6 N.W.2d 798 | Minn. | 1942
Plaintiff, an attorney at law, was employed by defendant, Oscar Blomster, to prosecute a personal injury action against one Edward Anderson. The employment was on a contingent basis of one-third of the amount recovered. The case was tried in July 1934 and resulted in a verdict for Blomster for $645. Judgment was entered on the verdict on July 16, 1934. Continued efforts on the part of plaintiff to collect the judgment from Anderson were unavailing. Execution was returned unsatisfied by the sheriff. Supplementary proceedings were instituted, but no money or property was found upon which to levy. Negotiations were had between plaintiff and Anderson's attorney in an effort to bring about an adjustment. Settlement offers were made by Anderson's attorney, communicated by plaintiff to Blomster, and rejected by Blomster. Plaintiff and defendant coöperated in their efforts to locate property belonging to Anderson upon which to realize, but without success. Correspondence passed between the parties from time to time up to June 1940. Defendant does not claim to have discharged plaintiff or terminated the employment. In December 1941, plaintiff learned that on October 24, 1941, Blomster, through another attorney, had settled his claim against Anderson for $500 and that the judgment was satisfied of record. He promptly applied to the district court and had the judgment against Anderson reinstated for one-third of the amount for which it had been settled and obtained a lien thereon as security for his fee. Another execution against Anderson was returned unsatisfied, whereupon plaintiff instituted this suit against Blomster. The municipal court directed a verdict for plaintiff against Blomster for $170.42.
As ancillary to the action, plaintiff commenced garnishment proceedings against the Northwestern State Bank of St. Paul. Service upon the garnishee was made at 10:15 a. m., December 23, 1941. Service was made upon defendant at about seven o'clock that evening. Defendant answered. The garnishee appeared and disclosed that it had money of defendant in its possession. Defendant then moved that the garnishment be set aside on the *375 ground that no action was pending at the time of the service of the garnishment papers. The municipal court thereupon set aside the garnishment and released the garnishee. Then, on motion by plaintiff, the court reopened the garnishment proceedings and ordered defendant to restore and return to the garnishee all moneys withdrawn and ordered the garnishee to hold all defendant's money in its possession until further order of the court.

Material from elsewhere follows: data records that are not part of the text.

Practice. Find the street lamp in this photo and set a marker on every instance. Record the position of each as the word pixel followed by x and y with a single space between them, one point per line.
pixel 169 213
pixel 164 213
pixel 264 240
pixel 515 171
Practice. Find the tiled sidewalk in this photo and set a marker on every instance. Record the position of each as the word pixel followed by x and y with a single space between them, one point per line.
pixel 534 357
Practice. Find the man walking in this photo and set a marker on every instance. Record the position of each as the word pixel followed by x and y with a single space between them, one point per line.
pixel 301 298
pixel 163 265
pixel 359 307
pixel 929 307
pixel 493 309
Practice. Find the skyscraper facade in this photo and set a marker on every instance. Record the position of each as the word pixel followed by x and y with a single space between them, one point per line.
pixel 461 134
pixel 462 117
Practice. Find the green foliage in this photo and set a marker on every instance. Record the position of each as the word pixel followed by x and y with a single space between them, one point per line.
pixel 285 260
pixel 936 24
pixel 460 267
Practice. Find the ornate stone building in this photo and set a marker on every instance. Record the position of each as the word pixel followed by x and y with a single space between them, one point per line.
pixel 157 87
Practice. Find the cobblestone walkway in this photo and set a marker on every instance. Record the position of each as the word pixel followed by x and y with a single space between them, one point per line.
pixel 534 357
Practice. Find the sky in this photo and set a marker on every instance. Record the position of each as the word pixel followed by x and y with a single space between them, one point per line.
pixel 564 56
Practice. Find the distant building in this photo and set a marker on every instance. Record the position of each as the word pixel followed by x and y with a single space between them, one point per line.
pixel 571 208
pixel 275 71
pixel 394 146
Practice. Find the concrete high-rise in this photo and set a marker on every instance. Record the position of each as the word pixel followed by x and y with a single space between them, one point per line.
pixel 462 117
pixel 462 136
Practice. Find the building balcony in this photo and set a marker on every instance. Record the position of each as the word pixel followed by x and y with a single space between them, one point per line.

1. Defendant urges on appeal that the trial court erred in reinstating the garnishment proceedings and in directing a verdict for plaintiff. He contends that the court was without jurisdiction to hear the garnishment disclosure on the ground that there was no action pending at the time of service upon the garnishee. However, defendant answered and thereby appeared generally in the action. He cannot thereafter move to dismiss the garnishment solely on jurisdictional grounds. The rule is stated in Chapman v. Foshay,
"After the court had obtained jurisdiction over defendant by his general appearance in the action, and over the garnishee by his voluntary appearance and disclosure in the garnishee proceeding, it was then too late to move to dismiss the garnishment solely on jurisdictional grounds, and especially on the ground of want of jurisdiction over the garnishee."
In this case, defendant answered and the garnishee voluntarily appeared and disclosed; the court was thereby clothed with jurisdiction. The order vacating a previous order dismissing the garnishee and requiring defendant to restore and return to the garnishee all of his moneys in possession of the garnishee at the time of the disclosure was proper.
2. Upon the evidence adduced at the trial, the court's direction of a verdict for plaintiff was correct. We recognize the rule that a party may settle a controversy without advising his attorney of it. Southworth v. Rosendahl,
The order appealed from is affirmed.